Safer, Better Roads: New Rochelle’s Complete Streets Program
Recently Mayor Noam Bramson of the City of New Rochelle, NY noted on his website that the City’s 10-year capital budget “makes an important commitment to redesigning New Rochelle’s street network so that it is safer, more attractive, and more appealing for pedestrians, cyclists, and motorists.” Mayor Bramson is referring to New Rochelle’s Complete Streets program, whose success is due in large part to the talents of AKRF transportation engineers Michael Beattie, P.E., PTOE, Marissa Tarallo, P.E., and Sanam Lakhwara.
The Complete Streets approach grew out of the Smart Growth movement and is a holistic way of thinking about streets—what they are and how they should work, so that streets are safer, more convenient, and usable for all, regardless of age, ability, or mode of transportation.
In New Rochelle, this initiative first took shape with AKRF’s development of a Comprehensive Street Plan, which sought to provide safe connections to traverse the City; attract millennials; allow residents to “age in place”; and incorporate current and future projects.
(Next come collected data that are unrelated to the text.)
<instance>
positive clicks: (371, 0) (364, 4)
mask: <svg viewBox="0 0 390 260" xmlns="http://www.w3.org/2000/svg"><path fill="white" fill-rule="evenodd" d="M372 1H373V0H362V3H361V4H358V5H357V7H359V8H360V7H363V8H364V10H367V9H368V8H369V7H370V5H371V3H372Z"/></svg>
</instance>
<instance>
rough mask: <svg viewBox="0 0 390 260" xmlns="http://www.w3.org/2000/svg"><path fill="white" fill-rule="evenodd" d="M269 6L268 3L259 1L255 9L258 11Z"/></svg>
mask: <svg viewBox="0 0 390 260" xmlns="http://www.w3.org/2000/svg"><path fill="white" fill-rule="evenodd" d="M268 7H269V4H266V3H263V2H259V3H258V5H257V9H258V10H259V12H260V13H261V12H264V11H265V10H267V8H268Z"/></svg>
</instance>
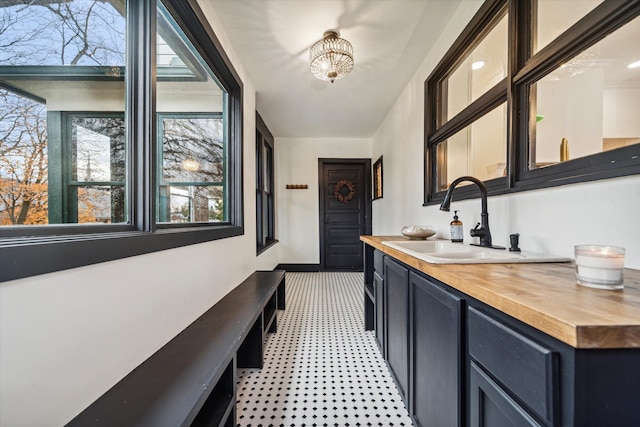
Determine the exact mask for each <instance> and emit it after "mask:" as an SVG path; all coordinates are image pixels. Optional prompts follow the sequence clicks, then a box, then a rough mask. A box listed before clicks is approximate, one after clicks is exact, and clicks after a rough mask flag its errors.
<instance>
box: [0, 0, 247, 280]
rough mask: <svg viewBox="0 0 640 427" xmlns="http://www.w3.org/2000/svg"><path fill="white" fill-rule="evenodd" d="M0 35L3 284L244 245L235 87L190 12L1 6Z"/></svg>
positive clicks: (213, 38)
mask: <svg viewBox="0 0 640 427" xmlns="http://www.w3.org/2000/svg"><path fill="white" fill-rule="evenodd" d="M0 33H1V34H2V37H1V38H0V46H1V49H0V64H1V65H0V280H9V279H14V278H19V277H25V276H30V275H34V274H40V273H45V272H49V271H56V270H61V269H65V268H72V267H76V266H80V265H87V264H92V263H95V262H102V261H108V260H112V259H117V258H122V257H126V256H131V255H137V254H142V253H148V252H153V251H157V250H163V249H168V248H172V247H178V246H183V245H188V244H193V243H200V242H203V241H208V240H214V239H219V238H224V237H229V236H234V235H238V234H242V233H243V224H242V189H241V181H242V180H241V158H242V156H241V148H242V135H241V120H242V116H241V111H242V86H241V85H242V84H241V82H240V80H239V78H238V76H237V74H236V73H235V71H234V70H233V68H232V66H231V65H230V62H229V60H228V59H227V58H226V56H225V55H224V52H223V51H222V49H221V47H220V45H219V42H218V41H217V39H216V38H215V35H214V34H213V31H212V30H211V28H210V27H208V25H207V24H206V21H205V19H204V16H203V14H202V12H201V10H200V9H199V7H198V6H197V2H196V0H186V1H178V0H139V1H131V0H129V1H126V0H106V1H105V0H69V1H64V2H27V1H18V2H8V3H7V4H6V5H0ZM62 255H63V256H62Z"/></svg>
Based on these goals, we developed a City-wide Complete Streets vision with the objective of improving north-south and east-west connectivity; providing enhanced pedestrian and bicycle facilities; accommodating vehicular traffic; and maintaining priority roadways.
For the first phase of the project, AKRF collected data, analyzed existing conditions, and met with members of the community. The efforts of this phase resulted in the identification of over 20 roadways that would form a City-wide network of Complete Streets. One example was Quaker Ridge Road, one of the City’s main east-west corridors. The existing conditions study noted that this roadway was overdesigned for current traffic levels. It provided access to multiple land use types (schools, religious centers, retail centers, parks, and residential neighborhoods), but did not provide sidewalks or bicycle facilities.
During the second phase of the project, AKRF developed conceptual designs for six roadways of the Complete Streets network. The process included walking audits with City staff and community members, conceptual Complete Streets design development, cost estimates, and a presentation of designs to the City Council.
Quaker Ridge Road was one of the corridors selected to benefit from a Complete Streets conceptual redesign. The redesign included wider, ADA-compliant sidewalks and curb ramps; a bike lane; additional crosswalks; two lanes of traffic instead of four; and enhanced signal phasing to eliminate pedestrian-vehicle conflicts at the North Avenue intersection. These elements would enhance the pedestrian and bicycle experience, accommodating multiple modes of travel while maintaining acceptable traffic operations. Ultimately, it would allow the community to better connect with the different land uses along the corridor.
Using the the Quaker Ridge Road conceptual design as a model, AKRF assisted the City in applying for funding from the New York State Department of Transportation to further study and implement the process. Consequently, The Quaker Ridge Road Complete Streets redesign was awarded over $3.5 million, the largest award in the Mid-Hudson region.